In der Türkei war Ende 2002 mit dem erdrutschartigen Wahlerfolg der islamisch-konservativen Partei für Gerechtigkeit und Aufschwung (AKP) die große Stunde der Gülen-Bewegung gekommen. Die vom jetzigen Ministerpräsidenten und Erbakan-Schüler Recep Tayyip Erdogan und dem jetzigen Staatspräsidenten Abdullah Gül – selber ein Gülen-Sympathisant – geführte AKP konnte als erste religiöse Partei in der Geschichte der Republik eine Alleinregierung bilden. Doch es mangelte ihr an qualifiziertem Personal, um die laizistischen Kräfte im Staatsapparat abzulösen.

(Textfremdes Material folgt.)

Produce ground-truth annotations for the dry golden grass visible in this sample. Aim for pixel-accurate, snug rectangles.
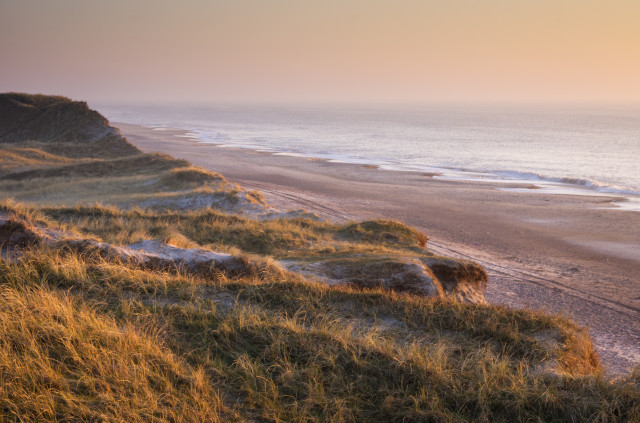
[0,242,640,422]
[0,94,640,422]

So kam es zum Bündnis der AKP mit der Gülen-Bewegung, die geschätzte dreißig Prozent der Wählerstimmen beisteuerte, während sich ihre Kader im Staatsapparat und insbesondere der Justiz breitmachten. Im Namen der Demokratisierung der Türkei betrieben Sonderstaatsanwaltschaften nun eine Hexenjagd gegen laizistische, prokurdische und linke Gegner der AKP. Dabei bedienen sich die Gülen-Juristen illegaler Abhöraktionen zur Belastung ihrer Gegner, die sich auf Grundlage des Antiterrorgesetzes mit kafkaesken Anklagekonstrukten konfrontiert sehen. Hunderte hochrangige Militärs einschließlich früherer Generalstabschefs wurden unter dem Vorwurf, Putschpläne gegen die AKP geschmiedet zu haben, ebenso inhaftiert wie Tausende einer Unterstützung der illegalen Arbeiterpartei Kurdistans PKK beschuldigte Politiker legaler prokurdischer Parteien und Hunderte Studenten, Journalisten, Mitglieder sozialistischer Parteien und Gewerkschaften. Nach Auffassung des renommierten US-amerikanischen Magazins Foreign Policy wurde unter der AKP-Regierung zwar die Macht des Militärs zurückgedrängt. Doch dies sei keine Demokratisierung, da die Gülen-Bewegung an dessen Stelle einen neuen „tiefen Staat“ errichtet habe.(8)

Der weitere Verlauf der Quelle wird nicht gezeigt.